American Journal of Physiology-Legacy Content ◽

10.1152/ajplegacy.1976.230.3.684 ◽

1976 ◽

Vol 230 (3) ◽

pp. 684-690 ◽

Cited By ~ 14

Author(s):

JT Flynn ◽

GA Bridenbaugh ◽

AM Lefer

Keyword(s):

Cathepsin D ◽

Amino Nitrogen ◽

Artery Occlusion ◽

Prostaglandin F2alpha ◽

Arterial Blood ◽

Nitrogen Concentrations ◽

Splanchnic Artery ◽

Hepatic Portal ◽

Cathepsin D Activity

Prostaglandin F2alpha concentrations were determined in hepatic portal venous plasma of dogs during splanchnic artery occlusion (SAO) shock and in nonshock control dogs.
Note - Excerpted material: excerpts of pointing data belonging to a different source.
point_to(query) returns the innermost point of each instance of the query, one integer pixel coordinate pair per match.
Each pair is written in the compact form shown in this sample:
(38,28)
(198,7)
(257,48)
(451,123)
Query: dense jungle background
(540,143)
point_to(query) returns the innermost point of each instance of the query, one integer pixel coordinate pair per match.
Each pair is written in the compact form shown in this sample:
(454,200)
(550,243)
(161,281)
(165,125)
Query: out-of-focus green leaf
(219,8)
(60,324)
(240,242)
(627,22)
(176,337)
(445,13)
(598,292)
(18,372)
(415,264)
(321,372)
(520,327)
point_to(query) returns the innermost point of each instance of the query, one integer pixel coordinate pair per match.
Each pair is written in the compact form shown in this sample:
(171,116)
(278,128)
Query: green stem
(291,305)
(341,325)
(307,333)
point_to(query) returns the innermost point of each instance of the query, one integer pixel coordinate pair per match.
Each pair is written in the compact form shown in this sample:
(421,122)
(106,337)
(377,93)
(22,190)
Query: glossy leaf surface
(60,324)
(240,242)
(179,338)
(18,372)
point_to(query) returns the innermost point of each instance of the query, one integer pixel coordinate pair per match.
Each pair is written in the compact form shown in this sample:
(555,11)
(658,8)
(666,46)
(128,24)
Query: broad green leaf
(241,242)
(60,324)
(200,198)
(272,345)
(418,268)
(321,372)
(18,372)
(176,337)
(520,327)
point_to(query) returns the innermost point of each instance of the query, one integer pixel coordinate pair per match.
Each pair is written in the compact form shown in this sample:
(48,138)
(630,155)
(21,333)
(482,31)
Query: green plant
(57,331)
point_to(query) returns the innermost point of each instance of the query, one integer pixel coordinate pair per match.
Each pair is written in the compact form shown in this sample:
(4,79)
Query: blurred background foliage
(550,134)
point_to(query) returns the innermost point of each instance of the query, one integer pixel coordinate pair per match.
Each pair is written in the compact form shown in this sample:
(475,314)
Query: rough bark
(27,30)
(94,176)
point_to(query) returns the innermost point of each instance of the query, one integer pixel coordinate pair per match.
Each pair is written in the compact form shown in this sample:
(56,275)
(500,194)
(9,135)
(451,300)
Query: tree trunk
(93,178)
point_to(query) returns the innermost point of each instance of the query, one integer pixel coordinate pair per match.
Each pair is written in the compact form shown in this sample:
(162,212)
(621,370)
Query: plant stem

Dogs subjected to SAO shock exhibited a dramatic decrease in mean arterial blood pressure and significant increases in portal venous PGF2alpha and amino-nitrogen concentrations, as well as in cathepsin D and MDF activities. Dogs treated with indomethacin prior to SAO shock did not exhibit a significant increase in portal venous PGF2alpha. Indomethacin had no effect on the increase of plasma amino-nitrogen and only slightly reduced portal venous cathepsin D activity during SAO shock. Nevertheless, indomethacin significantly attenuated the severity of the postrelease hypotension observed in SAO shock and diminished the plasma accumulation of MDF. These studies indicate that prostaglandins are released from the splanchnic region during SAO shock and that this release can be prevented by pretreatment with indomethacin. The role of endogenously released prostaglandins in SAO shock is not clear, but the magnitude of the increase warrants further study.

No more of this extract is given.